The high price of crude oil gave rise to considerable market uncertainty last year but the negative impact on demand was largely countered by lower long-term interest rates arising from growing financial globalisation, says José Luis Masferrer of pensions consultancy Buck Heissmann.
“The weighted average profitability of pension funds in Spain last year was a satisfactory 7.22%, which was more than double the inflation rate,” he adds. “But the structure of investment is conservative. According to data from the Spanish Association of Money Managers and Pension Funds, Inverco, 51% of pension fund portfolios were in fixed income, 22% in equities, 13% in cash and 14% in other asset classes.”
But Fonditel, the pension fund of Telefonica de España, pursued a much less conservative asset allocation strategy and reaped the rewards.
“Our result last year was mainly based on being overweight in equities while in fixed income we were slightly short duration,” says Valentin Fernandez, strategy director for institutional investor relations at Fonditel. “Both made positive contributions but the larger impact was due to the equities. Roughly speaking our return was around 13%, with 8% coming from equities and 5% from fixed income.” In 2004 its return was 6.39%.
Fonditel manages the portfolios for all the pension funds in the Telefonica group, and the asset allocation policy pursued depends on the risk profile of each fund, says Fernandez. “We have three individual plans open for everybody and we manage five corporate pension funds, with total assets under management of €6bn,” he adds. “Each fund has a benchmark and for the biggest, the Telefonica employees’ pension fund, it is 35% in equities and the rest in fixed income and cash, but elsewhere is 50:50. But the average portfolio allocation would be one-third in equities and between 5% and 8% in cash, and the rest in fixed income.” Europe has been the main focus for Fonditel investment, but it also looks further a field. “Around 80% of our equities exposure is in euro funds, basically through the Eurostat 50 which is our benchmark for equities,” says Fernandez. “But then the remaining 20% was seeking alpha value around the world, basically US and Japan.”
Japan was not in Fonditel’s benchmark, Fernandez adds, but it turned out to be a good bet. “We were overweight in Japan; we had around 10% of our exposure invested there, which was a very large proportion. And then its contribution was very strong, especially in the last quarter of last year. The Japanese market rose by something like 40%.”
And there have been other departures from the traditional asset allocation breakdown. “In recent years we have been increasing our allocation in the cash portfolio to alternatives - funds of funds, hedge funds, real estate funds - and the idea is to increase it over the coming years to around 15%,” Fernandez says. “In fact this is an initiative that is complementary for our strategy because they are not solely correlated with a traditional asset class and we are looking for returns or a Sharpe ratio very similar to our weight to do the investments. If we find some hedge fund or alternative funds which has a pattern in terms of risk return profile, similar to our way to do things and non-correlated to with a traditional asset class and preferably with a long-enough track record, then we will select it and add it to our portfolio. And that’s something that’s going to increase in the coming years.”

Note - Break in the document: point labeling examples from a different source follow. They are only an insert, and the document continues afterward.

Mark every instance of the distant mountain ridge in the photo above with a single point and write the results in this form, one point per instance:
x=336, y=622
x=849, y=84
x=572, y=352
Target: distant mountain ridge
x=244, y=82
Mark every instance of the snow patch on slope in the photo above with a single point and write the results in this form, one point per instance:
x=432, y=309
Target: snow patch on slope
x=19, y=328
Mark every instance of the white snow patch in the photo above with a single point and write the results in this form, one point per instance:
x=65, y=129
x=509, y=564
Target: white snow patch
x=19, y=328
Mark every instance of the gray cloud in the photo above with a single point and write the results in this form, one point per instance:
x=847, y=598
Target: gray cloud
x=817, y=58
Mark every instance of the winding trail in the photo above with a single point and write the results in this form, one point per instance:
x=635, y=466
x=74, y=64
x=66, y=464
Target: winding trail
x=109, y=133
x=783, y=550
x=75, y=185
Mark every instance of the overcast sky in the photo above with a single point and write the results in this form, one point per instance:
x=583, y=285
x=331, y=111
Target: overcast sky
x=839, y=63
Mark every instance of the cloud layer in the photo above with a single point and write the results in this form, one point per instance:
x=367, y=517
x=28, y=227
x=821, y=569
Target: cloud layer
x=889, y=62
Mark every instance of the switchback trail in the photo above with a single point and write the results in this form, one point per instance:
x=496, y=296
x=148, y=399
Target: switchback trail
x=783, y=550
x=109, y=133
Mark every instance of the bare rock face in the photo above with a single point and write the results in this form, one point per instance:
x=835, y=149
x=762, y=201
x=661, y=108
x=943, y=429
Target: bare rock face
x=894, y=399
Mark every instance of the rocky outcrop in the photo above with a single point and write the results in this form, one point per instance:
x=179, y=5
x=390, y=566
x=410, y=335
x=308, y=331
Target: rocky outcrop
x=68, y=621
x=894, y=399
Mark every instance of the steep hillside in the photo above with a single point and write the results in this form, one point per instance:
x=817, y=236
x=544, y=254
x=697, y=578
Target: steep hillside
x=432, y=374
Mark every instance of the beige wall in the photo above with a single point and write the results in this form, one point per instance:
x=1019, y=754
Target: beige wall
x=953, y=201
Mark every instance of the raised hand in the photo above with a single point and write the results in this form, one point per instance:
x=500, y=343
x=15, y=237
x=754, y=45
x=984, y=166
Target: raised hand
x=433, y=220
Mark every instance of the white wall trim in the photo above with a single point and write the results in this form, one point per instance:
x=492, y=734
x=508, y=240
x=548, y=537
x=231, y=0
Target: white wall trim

But Fernandez sees challenges on the horizon. “Now in Spain we are having a break in contributions to the individual pension funds as a result of reforms to personal income tax laws that will be announced later this year,” he says. “But next year we expect contributions to increase in terms of the total amount of investment.”
However, Masferrer is sceptical about whether there really has been a slowdown in contributions.
“Although this is the opinion of some pension funds, in our experience this was not the case in 2005. During last year those pension plans grew by 5.5% in terms of the number of participants and by 17.6% with regard to their assets. And according Inverco, the total assets at the end of the first quarter of this year amounted to €44.4bn while the figures to the end of the second quarter was €43.9bn, there being a similar number of participants at both dates. In any case according to the draft, the modifications anticipated by the new fiscal law would affect the tax treatment on benefits derived from contributions made after 1 January 2007 and will have no effect on benefits derived from contributions made during 2006 and previous years.”
But for Fernandez the key challenge lies elsewhere. “The Middle East crisis and the consequence for oil prices and the equity markets is the main risk,” he says. “Our view is that we could see a good rally for stocks in the coming weeks, and the alternative stock market is perhaps the first option.
“So for next month or so I think we should be a little overweight in equities. For fixed income we are thinking of extending the duration a little because we think that US bond yields are close to a peak, so if we see a strategy in terms of interest rates for the next month, especially in the US, we could see a good performance for bonds.”
And Masferrer is also optimistic. “There is a widespread conviction that the current instability in the financial markets is going to be prolonged due to the expectations of increases in interest rates,” he says. “Nevertheless, business balance sheets are healthy and for participants of individual pension plans and pension funds with a long investment period, this could be the opportunity to gradually increase their exposure to equities.”